I recently took possession of one of my old bikes, it’s been siting in my brothers garage for a number of years gathering dust.

To get to the point I won’t ride it and would rather not take it to the dump, so if anyone wants a free bike it’s yours. Obviously pick up only in London.

Drop me a pm if interested please


----------



## alm47 (21 Aug 2018)

Hi, I don't know how to PM. I am interested if it is still available. I live in North London. 

Actually it's not for me but a friend who had a bit of a hard time but he needs a bike to commute and hopefully it'll help find his feet..

Fingers crossed it's available and your close! Leo


----------



## Pat "5mph" (21 Aug 2018)

Mod Note:
Hi @alm47, welcome to CC.
The PM feature of the forum is the "Start a conversation" option on a member's profile.
As a new member, you need a few post first to enable this feature, I think 3 or so.
Note that some members lock their profile, so the only way is for them to start a conversation with you.


----------



## alm47 (21 Aug 2018)

Good shout; thanks for that! It makes sense.
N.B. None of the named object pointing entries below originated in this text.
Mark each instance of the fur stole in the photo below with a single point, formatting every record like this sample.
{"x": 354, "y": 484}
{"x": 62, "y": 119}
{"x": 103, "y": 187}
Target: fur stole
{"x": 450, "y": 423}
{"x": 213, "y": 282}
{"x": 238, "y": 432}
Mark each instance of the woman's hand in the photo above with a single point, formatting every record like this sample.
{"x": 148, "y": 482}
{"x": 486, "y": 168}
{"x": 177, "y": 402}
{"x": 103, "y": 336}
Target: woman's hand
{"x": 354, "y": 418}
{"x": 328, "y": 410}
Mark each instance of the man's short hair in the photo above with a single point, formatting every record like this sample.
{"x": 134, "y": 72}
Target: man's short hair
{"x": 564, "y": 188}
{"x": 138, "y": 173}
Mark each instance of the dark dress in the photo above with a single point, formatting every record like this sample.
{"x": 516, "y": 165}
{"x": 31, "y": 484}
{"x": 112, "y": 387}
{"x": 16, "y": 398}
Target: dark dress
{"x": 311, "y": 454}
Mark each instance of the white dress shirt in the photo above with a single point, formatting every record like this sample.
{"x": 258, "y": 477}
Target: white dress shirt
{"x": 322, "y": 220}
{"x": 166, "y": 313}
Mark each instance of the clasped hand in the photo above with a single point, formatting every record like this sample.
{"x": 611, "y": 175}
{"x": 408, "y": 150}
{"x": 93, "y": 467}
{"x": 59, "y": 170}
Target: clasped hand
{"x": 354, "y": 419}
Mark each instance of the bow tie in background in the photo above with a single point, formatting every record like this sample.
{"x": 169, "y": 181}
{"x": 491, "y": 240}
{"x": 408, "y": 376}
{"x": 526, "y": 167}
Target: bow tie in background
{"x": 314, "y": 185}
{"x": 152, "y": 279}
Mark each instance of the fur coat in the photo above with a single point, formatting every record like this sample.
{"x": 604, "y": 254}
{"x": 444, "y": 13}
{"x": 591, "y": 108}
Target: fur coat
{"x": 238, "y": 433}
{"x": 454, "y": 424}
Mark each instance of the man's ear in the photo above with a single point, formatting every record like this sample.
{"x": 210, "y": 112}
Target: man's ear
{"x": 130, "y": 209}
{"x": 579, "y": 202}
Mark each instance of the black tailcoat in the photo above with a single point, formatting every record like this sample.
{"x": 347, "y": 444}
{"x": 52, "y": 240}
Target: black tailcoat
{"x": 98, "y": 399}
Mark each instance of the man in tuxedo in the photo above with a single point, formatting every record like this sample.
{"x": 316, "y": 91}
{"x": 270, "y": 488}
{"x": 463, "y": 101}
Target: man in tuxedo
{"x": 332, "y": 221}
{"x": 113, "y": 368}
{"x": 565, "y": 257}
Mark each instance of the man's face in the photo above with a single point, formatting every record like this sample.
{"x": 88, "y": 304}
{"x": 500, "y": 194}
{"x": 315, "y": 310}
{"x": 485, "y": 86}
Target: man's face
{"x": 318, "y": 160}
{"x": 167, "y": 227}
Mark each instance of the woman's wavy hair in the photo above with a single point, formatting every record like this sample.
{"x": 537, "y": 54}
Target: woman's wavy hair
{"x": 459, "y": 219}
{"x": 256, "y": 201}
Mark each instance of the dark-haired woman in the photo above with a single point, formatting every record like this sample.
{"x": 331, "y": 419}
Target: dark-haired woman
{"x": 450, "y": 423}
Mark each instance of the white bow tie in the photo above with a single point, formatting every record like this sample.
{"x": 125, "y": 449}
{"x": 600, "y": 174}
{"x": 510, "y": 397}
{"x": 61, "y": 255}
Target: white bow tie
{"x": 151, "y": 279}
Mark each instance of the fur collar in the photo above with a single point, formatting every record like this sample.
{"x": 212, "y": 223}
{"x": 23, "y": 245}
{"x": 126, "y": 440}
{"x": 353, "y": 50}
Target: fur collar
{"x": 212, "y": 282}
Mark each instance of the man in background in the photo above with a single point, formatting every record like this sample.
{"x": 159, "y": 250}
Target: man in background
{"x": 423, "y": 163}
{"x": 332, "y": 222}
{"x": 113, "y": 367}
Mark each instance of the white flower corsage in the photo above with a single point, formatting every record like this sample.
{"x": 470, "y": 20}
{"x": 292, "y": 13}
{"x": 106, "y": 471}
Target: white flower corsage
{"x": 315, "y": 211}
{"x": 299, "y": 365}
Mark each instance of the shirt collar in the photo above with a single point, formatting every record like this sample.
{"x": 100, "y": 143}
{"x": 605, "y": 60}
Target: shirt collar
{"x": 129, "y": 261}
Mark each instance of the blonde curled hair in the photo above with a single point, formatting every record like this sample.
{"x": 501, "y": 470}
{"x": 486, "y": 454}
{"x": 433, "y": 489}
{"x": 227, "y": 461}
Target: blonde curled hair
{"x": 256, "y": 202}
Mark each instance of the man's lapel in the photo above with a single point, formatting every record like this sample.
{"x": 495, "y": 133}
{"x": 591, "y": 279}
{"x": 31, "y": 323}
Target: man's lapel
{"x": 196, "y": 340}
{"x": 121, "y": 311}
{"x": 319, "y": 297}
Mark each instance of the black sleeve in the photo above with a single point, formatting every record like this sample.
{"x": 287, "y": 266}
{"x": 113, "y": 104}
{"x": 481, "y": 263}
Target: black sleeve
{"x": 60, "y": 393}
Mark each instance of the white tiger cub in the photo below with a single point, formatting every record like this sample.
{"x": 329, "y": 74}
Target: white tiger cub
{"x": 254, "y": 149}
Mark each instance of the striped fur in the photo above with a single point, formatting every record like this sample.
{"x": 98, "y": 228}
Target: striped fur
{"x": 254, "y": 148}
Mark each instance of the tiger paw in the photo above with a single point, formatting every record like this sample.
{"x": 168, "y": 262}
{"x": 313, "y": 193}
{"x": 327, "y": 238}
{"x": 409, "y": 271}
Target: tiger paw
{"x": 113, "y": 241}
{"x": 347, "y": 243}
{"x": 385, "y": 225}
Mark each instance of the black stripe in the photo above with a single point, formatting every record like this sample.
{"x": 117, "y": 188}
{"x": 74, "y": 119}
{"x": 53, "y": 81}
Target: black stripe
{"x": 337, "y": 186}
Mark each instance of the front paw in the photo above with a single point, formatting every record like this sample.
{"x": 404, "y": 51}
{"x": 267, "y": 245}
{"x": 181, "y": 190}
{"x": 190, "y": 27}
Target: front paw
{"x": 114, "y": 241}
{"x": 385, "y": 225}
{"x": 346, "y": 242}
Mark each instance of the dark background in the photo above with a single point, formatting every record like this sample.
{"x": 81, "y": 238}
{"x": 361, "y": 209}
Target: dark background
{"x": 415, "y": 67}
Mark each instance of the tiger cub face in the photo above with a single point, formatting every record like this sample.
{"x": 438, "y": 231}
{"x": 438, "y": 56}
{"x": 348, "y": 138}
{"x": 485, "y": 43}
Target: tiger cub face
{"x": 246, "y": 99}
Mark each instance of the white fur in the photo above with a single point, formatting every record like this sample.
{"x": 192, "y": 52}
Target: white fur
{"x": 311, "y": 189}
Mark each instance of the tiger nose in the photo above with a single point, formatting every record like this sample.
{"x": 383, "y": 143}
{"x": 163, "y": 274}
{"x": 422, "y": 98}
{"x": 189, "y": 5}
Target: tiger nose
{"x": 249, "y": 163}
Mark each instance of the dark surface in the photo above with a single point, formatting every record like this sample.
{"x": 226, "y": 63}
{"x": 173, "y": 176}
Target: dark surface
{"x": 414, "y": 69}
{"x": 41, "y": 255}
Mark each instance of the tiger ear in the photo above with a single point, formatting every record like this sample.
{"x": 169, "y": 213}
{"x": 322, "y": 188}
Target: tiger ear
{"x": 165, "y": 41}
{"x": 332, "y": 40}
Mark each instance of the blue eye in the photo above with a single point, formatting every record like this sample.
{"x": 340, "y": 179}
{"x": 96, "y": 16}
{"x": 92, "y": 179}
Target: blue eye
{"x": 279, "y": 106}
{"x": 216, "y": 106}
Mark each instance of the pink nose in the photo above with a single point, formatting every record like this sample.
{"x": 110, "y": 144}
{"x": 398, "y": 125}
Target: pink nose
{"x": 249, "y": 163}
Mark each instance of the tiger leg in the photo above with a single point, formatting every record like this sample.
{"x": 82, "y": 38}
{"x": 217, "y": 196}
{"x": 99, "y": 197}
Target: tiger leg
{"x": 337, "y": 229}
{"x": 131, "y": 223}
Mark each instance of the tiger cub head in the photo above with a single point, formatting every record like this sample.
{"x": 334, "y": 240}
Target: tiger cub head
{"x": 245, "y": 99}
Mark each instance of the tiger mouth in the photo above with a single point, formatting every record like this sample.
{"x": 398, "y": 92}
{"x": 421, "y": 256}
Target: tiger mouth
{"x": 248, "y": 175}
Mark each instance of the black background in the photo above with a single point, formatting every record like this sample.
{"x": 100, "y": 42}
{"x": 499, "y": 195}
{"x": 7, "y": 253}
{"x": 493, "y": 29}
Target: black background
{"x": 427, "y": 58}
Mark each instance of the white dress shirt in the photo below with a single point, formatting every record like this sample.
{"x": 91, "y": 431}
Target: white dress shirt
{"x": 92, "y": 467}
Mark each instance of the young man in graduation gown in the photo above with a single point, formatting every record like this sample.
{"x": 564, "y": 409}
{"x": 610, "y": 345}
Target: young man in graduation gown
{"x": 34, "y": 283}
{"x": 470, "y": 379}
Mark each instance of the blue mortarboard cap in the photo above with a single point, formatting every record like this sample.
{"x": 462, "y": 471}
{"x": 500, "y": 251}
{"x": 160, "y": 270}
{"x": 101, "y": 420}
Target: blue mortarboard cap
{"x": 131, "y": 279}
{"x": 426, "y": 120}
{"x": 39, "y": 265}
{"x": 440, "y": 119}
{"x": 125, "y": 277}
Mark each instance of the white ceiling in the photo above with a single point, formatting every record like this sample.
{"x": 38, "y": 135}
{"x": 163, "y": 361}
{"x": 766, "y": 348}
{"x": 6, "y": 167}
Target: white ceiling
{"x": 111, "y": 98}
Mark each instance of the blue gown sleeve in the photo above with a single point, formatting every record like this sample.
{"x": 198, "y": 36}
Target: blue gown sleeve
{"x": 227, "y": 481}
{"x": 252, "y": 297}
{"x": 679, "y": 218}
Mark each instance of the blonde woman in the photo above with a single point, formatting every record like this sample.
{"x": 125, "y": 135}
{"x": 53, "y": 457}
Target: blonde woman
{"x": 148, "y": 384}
Appreciate you reaching out.. One more question if that's okay; should i put a username on each post or the reply function will do?


----------



## Pat "5mph" (21 Aug 2018)

alm47 said:


> Good shout; thanks for that! It makes sense.
> 
> Appreciate you reaching out.. One more question if that's okay; should i put a username on each post or the reply function will do?


Hi!
You can use either the reply function, or the quote function, or the @symbol to tag a member.
Any more questions do not hesitate to ask


----------



## Drago (21 Aug 2018)

Like this, @Ciar someone is Interested in your bike matey.


----------



## Ciar (22 Aug 2018)

alm47 said:


> Hi, I don't know how to PM. I am interested if it is still available. I live in North London.
> 
> Actually it's not for me but a friend who had a bit of a hard time but he needs a bike to commute and hopefully it'll help find his feet..
> 
> Fingers crossed it's available and your close! Leo



hiya mate,

The bike is still available but i am actually of on holiday Saturday, so happy to contact you once i get back.


----------